What is break even point for bb when it becomes too slow etc. and I have to switch to plain Clojure?
@dennisa That's hard to say in general, but as a rule of thumb I would say, scripts that take longer than 5 seconds are probably worth running on the JVM. Are you hitting any limits?
@borkdude Btw, I was thinking about this. I think you discovered that a Graalvm process can be replaced with another process, right? Could this mean that you could start a babashka process together with a clj process and have the clj process take over after X time? This assumes of course that there are no port collisions or other side effects
Correct
"after X time", this would just be an explicit call. you could e.g. do the CLI parsing in bb and then hand over control to the clj process
Nice ๐
Can imagine it is even nice for user feedback. E.g. prepend a spinner to a slow starting jvm process https://github.com/clj-commons/spinner
@borkdude I've got a lot of map/filter code that runs per se fast enough ~ . But printing becomes super slow after a while, especially in repl, it takes 500 ms for one line. And printing is important for my scripting.
When you say "in the repl", are you working from Emacs by any chance? If you print a lot, it does tend to become laggy... clearing the REPL output helps in this case (usually)
I work with VSC. The repl printing becomes so slow I have to restart the Repl, and VSC at some point. I am afraid it will happen in CLI/prod and become a bottleneck
@dennisa Is it possible for you to make a minimal repro for this? I may have an idea where a performance problem with println could come from and I might be able to optimize it
It may just be an issue with your editor, so I'd like to have some kind of editor-independent repro
Like, how many lines / items are you printing
I need to find a way to separate the business logic from the printing code. Do you have ideas how to do it?
as a first step, you could try to run your scripts outside of the editor and see if your problem is editor related
@dennisa
printing in VSC (you probably mean vs code + Calva?) does indeed become slower and slower with more lines in output.calva-repl
"file".
But in this case you still have to pay the startup cost of the jvm, itโs not like itโs starting up โin the backgroundโ, since itโs an exec call.
Is there documentation anywhere that compares bash scripting to bb? Would like to point coworkers to this to make it easier for them to try bb. If not, was thinking of starting a wiki page
Can you maybe mitigate (in editor) by shrinking some backlog setting?
btw @dennisa in case it's really the issue with calva and its slow appending to output.calva-repl
, I've already tried doing some optimizations in Calva in the past. You may check this archive: https://clojurians-log.clojureverse.org/calva/2021-03-30
Basically i just added batching into append
function inside results-doc.ts
. It made quite a big difference, especially when you append many lines in one-by-one fashion.
Here's a youtube video https://www.youtube.com/watch?v=GufgU7C4n6s showing the slowness and how it might be optimized.

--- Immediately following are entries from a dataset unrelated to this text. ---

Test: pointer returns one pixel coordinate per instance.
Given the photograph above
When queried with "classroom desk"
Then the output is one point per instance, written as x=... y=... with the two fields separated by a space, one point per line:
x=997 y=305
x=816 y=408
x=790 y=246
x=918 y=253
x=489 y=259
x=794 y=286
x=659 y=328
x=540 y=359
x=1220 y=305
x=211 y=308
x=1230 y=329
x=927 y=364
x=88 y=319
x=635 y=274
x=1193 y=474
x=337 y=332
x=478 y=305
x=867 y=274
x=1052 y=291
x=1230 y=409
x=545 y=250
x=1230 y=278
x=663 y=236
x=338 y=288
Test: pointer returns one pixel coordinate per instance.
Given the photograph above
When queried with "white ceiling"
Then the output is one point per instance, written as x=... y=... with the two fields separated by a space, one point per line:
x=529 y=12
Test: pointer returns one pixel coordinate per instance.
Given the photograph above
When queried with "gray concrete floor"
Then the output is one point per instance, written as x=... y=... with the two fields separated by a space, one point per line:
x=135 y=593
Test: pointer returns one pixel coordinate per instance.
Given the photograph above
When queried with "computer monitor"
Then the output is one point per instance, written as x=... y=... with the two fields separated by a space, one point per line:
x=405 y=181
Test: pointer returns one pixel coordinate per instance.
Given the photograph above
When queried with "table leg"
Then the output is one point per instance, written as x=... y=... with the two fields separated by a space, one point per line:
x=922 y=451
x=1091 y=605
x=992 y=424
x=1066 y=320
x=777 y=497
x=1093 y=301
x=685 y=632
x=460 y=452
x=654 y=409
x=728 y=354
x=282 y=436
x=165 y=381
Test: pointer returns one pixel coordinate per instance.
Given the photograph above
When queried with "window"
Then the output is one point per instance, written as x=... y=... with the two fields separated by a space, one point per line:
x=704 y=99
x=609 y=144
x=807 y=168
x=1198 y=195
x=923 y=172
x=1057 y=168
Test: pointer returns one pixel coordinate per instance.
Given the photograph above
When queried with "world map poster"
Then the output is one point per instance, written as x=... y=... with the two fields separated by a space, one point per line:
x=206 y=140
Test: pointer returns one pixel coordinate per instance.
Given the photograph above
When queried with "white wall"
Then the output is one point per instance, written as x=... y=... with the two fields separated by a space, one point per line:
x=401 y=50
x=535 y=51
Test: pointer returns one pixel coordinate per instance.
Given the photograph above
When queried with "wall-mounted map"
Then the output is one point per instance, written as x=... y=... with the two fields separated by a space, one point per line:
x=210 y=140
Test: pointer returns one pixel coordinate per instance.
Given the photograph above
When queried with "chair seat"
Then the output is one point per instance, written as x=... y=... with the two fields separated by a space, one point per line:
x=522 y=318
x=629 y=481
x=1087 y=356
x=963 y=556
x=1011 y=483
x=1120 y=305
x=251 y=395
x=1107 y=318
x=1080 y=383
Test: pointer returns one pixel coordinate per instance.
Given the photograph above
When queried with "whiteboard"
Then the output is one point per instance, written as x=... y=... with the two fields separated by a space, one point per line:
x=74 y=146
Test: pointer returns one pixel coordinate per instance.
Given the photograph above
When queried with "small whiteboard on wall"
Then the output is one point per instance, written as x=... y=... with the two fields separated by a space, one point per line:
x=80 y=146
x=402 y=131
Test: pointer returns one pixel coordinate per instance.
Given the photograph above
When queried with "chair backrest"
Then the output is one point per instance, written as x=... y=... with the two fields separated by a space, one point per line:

Unfortunately I didn't have time back then to fully finish this effort. If this slowness is what you're experiencing, then we should probably continue the conversation in #calva channel instead.
Nice that babashka has exec on its roadmap
I can have some usages for it probably
@cldwalker The wiki is open I believe.
There is also a github discussion about this. I'm also willing to incorporate this in the book at some point, but I'd be fine if someone else took initiative on this as well or maintained some page
@thiagokokada it's honestly not so hard to add, I'm just more worried that people use it in a way to shoot themselves in the foot
e.g. when using this with tasks, the tasks aren't supervised anymore, e.g. when one dependency uses exec, the entire tree of tasks will suddenly become that process
It is still useful, Python has this on its stdlib and when you need exec is the only option
right
so what's something you would use this for as opposed to just create a child process and wait for it to finish?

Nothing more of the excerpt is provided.